Universal Broadband Access Is Within Florida’s Grasp
The Florida legislative session was busy for lawmakers, who oversaw the passage of 3,095 bills and a $101.5 billion budget. One of the most promising developments included a new law designed to expand broadband access in the Sunshine State.
Signed by Gov. DeSantis on May 7, the Broadband Deployment Act, or HB 1239, takes important strides toward addressing barriers that hinder the expansion of high-speed internet service.
In many rural communities, wooden utility poles are the backbone of the telecommunications infrastructure. Reaching a single home may require attachments to 10 or more poles, so any unnecessary delays or expenses associated with that process can have a profound impact on local efforts to expand broadband service.
HB 1239 establishes a more equitable division of costs for replacing utility pole infrastructure.
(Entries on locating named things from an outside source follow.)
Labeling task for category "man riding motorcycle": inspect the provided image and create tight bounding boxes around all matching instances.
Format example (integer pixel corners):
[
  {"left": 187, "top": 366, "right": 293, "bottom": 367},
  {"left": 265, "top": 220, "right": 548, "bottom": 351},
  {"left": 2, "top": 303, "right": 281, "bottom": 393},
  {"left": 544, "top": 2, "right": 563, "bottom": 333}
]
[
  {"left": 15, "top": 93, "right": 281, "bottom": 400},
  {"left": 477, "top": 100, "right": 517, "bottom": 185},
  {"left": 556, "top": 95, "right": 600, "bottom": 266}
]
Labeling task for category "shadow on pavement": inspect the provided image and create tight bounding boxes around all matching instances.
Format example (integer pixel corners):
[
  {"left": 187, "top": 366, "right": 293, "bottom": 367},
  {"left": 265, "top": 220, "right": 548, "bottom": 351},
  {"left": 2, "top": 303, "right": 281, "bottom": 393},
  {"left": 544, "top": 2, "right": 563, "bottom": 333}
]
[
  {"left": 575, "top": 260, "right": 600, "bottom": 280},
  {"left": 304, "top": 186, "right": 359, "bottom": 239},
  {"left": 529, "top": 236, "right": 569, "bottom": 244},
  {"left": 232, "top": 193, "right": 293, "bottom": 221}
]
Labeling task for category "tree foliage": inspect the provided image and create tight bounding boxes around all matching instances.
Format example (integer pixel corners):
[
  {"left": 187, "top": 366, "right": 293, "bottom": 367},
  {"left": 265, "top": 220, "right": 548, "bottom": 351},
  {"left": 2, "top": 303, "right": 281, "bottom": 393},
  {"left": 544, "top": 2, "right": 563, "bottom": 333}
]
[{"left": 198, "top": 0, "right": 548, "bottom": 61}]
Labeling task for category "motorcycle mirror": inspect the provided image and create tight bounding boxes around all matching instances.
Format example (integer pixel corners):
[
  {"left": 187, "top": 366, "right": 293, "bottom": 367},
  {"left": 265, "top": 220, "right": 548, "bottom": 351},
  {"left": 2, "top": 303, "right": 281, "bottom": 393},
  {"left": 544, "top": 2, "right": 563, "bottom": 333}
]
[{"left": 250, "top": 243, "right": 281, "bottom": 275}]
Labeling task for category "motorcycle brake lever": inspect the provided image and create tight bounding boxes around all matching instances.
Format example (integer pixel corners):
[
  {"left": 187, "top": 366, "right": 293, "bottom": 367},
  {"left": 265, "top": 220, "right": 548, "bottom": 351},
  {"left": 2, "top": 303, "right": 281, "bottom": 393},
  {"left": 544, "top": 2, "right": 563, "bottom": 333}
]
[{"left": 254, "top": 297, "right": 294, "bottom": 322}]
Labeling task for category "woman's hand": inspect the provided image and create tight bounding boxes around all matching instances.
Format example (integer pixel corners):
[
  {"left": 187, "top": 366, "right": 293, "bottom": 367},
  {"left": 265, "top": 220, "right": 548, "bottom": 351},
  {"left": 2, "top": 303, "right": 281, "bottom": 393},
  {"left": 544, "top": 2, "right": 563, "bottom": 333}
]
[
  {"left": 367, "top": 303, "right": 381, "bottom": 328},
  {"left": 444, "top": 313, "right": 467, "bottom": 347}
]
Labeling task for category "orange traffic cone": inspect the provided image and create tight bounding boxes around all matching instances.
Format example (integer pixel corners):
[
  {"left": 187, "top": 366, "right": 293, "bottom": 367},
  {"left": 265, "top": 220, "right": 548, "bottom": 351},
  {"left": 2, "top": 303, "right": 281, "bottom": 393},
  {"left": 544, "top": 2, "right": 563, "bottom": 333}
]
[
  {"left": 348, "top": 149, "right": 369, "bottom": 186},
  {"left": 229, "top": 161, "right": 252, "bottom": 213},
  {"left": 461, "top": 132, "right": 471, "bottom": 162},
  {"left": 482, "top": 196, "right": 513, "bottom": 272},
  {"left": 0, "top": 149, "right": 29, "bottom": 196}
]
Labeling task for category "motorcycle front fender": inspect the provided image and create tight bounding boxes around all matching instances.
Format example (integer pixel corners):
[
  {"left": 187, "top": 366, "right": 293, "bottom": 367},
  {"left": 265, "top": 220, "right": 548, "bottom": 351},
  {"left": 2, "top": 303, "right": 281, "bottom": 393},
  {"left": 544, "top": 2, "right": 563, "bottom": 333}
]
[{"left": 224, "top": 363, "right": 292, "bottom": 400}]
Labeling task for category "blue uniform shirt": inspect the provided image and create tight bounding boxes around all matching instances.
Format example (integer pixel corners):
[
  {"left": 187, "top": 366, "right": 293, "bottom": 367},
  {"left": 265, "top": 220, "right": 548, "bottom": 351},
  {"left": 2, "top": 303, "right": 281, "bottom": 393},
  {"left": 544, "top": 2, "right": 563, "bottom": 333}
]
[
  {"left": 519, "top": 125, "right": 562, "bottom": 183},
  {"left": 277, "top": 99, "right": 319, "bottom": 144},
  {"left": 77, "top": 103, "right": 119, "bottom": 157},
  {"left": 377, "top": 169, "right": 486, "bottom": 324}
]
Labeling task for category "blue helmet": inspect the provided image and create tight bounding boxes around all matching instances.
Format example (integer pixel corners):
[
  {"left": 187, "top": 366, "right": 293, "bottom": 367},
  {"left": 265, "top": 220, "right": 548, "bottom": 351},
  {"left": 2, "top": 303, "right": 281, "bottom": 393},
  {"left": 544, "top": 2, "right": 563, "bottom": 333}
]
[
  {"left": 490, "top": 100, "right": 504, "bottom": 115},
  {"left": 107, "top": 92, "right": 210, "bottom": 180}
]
It also provides a temporary reduction in the annual rate paid by broadband providers to attach their networks to poles owned by municipal electric companies in unserved areas.
In addition, the bill establishes a funding mechanism for current and future broadband projects and directs the Florida Office of Broadband to formulate a strategic plan to increase broadband service in unserved areas.
These changes represent a significant step forward, and I applaud Gov. DeSantis, state Rep. Josie Tomkow and state Sen. Danny Burgess for their leadership on efforts to close the digital divide. I urge lawmakers to continue this momentum by addressing the remaining barriers to connectivity in unserved communities, where nearly 804,000 Floridians still lack access to a high-speed internet connection. Florida has a great opportunity to be the first state to deliver universal broadband access for all its residents.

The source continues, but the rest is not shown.